COLM 2025: Review Guidelines

Review Guidelines

Thank you for being part of the COLM program committee! We aim for a technically deep, exciting, forward-looking, insightful, and impactful program. We ask that you thoughtfully consider each paper assigned to you during the review process, and avoid simply applying mechanistic measures of quality. Papers can excel along several dimensions. Of course, few papers if any excel along all dimensions, and our job as the program committee is to carefully weigh contributions along the different dimensions to identify the best work to include at COLM.

A non-exhaustive list of such dimensions includes:

Empiricism, Data, and Evaluation A strong empirical foundation is often core to a strong paper, increasing the likelihood the approach generalizes beyond the experiments in the paper. Work that is strong along this dimension uses data that is as natural as possible, strong experimental design, and evaluation metrics that are known or shown to measure what they claim to.

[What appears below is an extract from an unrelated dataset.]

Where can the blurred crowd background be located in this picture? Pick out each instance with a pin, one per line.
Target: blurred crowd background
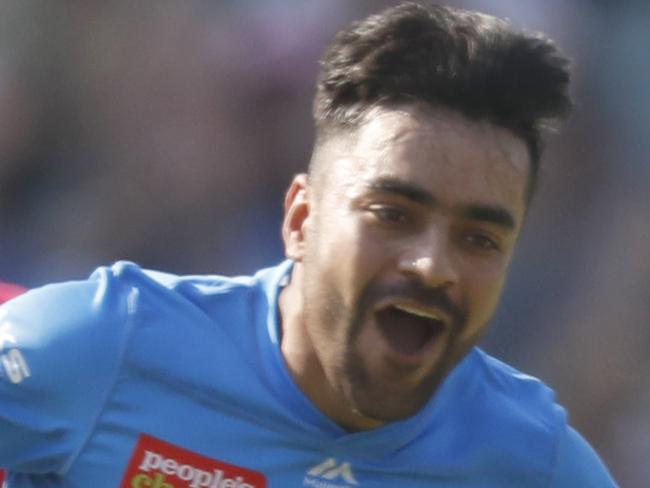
(165, 132)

Technological Impact Our field, both researchers and practitioners, has benefited enormously from work that demonstrated impact through the use of the technology, software, data, or other artifacts it presented. Work that excels along this dimension provides high quality, thoughtfully designed, and well packaged resources and artifacts that will enable future high quality and impactful work.

Ambition, Vision, Forward-outlook Progress is driven both by gradual development of techniques and big ambitious leaps forward. There are many challenges and risks in work that goes beyond the boundary of current research, but such work is critical for progress. Work that stands out along this dimension looks forward beyond problems currently studied, or extends currently studied problems in significant ways.

Understanding Depth, Principled Approach Our goal as researchers is not only to develop methods and build artifacts but also to understand both the methods we use and natural language, the phenomena we study. Papers that excel along this dimension will deepen our understanding, for example by taking a principled approach to modeling and learning, or through careful and deep analysis.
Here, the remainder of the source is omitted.